Tanzania's $2 Billion Electric Railway Dream Faces Extreme Weather Nightmare
Railways are widely regarded as crucial pillars of climate action, with electric trains offering a low-emission alternative to road and air transport. However, Tanzania's Standard Gauge Railway (SGR) exemplifies a growing paradox: climate-friendly infrastructure is increasingly vulnerable to the very climate shocks it aims to mitigate. This flagship project, while designed for sustainability, is now battling the severe impacts of extreme weather.
Unveiled in 2024 as a symbol of modernity, Tanzania's SGR is a USD 2 billion project constructed by the Turkish firm Yapi Merkezi. It replaced an aging meter-gauge railway and re-anchored the vital Central Corridor, connecting the port of Dar es Salaam to landlocked countries like Rwanda, Burundi, Uganda, and the eastern Democratic Republic of Congo. With opulent terminals, gliding escalators, digital ticketing, and spacious carriages, the SGR significantly reduced travel times and eased road congestion by shifting both passengers and cargo from diesel-powered trucks to electric rail, fostering initial optimism about its role in national development.

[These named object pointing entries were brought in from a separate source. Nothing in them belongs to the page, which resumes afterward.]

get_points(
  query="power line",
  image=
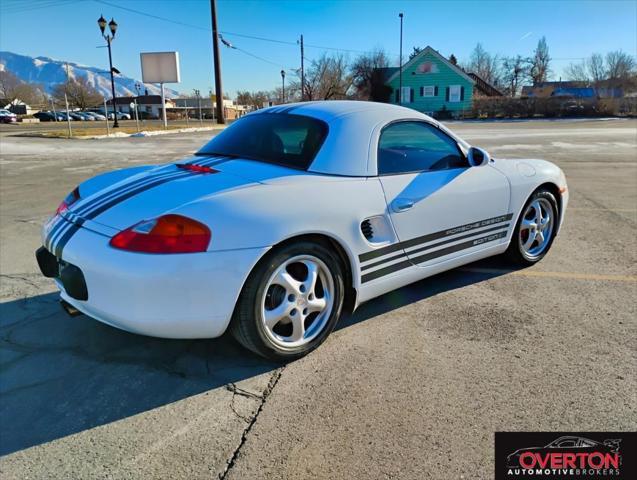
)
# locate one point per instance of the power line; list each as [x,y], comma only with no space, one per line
[21,7]
[236,34]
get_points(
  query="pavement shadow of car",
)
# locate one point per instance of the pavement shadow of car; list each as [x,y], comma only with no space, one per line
[415,292]
[63,375]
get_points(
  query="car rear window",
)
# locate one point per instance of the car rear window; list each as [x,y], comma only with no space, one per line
[281,138]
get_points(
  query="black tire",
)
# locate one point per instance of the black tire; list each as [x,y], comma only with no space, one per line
[246,325]
[515,253]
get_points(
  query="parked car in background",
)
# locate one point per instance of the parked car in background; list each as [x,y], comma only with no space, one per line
[7,117]
[225,239]
[84,116]
[45,116]
[75,116]
[148,116]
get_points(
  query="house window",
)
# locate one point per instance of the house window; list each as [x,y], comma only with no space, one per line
[407,96]
[429,91]
[454,93]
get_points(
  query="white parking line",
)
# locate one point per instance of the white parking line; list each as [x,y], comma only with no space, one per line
[561,275]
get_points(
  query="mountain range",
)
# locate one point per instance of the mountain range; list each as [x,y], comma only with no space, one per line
[48,72]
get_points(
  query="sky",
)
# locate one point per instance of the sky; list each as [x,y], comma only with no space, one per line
[67,30]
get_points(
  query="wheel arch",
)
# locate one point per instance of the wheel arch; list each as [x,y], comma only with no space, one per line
[346,258]
[555,190]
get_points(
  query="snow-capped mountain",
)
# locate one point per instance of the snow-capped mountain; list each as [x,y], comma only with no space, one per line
[49,72]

Less than two years later, this optimism has been challenged by the harsh reality of extreme weather events, which scientists link to climate change. On a rainy Wednesday morning in Dodoma on January 19, 2026, the SGR terminal, usually a hub of efficient activity, experienced significant delays. Passengers, faced hours of waiting after an announcement cited heavy rains causing a technical fault. This delay highlighted the profound inconvenience and frustration caused by such disruptions, impacting critical appointments and cultural timelines.

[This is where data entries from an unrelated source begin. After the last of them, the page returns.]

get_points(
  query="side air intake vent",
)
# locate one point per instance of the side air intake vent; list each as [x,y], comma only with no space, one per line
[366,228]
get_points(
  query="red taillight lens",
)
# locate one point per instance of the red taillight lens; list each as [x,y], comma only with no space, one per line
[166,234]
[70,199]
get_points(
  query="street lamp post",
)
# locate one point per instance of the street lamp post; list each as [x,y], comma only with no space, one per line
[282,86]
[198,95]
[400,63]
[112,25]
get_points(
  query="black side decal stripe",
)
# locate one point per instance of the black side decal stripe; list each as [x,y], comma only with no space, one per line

This incident was not isolated. On December 31, 2025, authorities suspended train services between Dodoma and Morogoro after floodwaters from heavy rains washed away a riverbank, leaving a railway bridge dangerously exposed. Machibya Masanja, director general of the Tanzania Railways Corporation (TRC), dismissed claims of faulty design, stating that the bridge foundations were robust. Instead, he attributed the damage to human activity, specifically farming and settlement in floodplains, and outlined plans for dams and control structures to manage water flow.

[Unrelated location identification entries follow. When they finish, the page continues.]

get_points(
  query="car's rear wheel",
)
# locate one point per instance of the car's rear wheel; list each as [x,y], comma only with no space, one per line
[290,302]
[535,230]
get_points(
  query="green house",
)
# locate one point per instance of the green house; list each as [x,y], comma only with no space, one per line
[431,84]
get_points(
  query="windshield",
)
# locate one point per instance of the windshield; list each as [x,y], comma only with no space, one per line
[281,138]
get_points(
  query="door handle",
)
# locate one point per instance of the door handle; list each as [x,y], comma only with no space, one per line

However, urban planners and infrastructure resilience experts like Honesty Mshana argue that frequent disruptions expose deeper flaws in the project's planning and execution. Mshana contends that the railway lacks sufficient resilience to cope with flooding, pointing out that long stretches cut through floodplains and river basins without adequate culverts, raised embankments, or reinforced drainage. He criticized the approach of copying designs without incorporating local knowledge and climate projections, emphasizing that resilient systems require greater upfront investment to avoid larger losses later. These observations suggest a need reforms and more critical examination.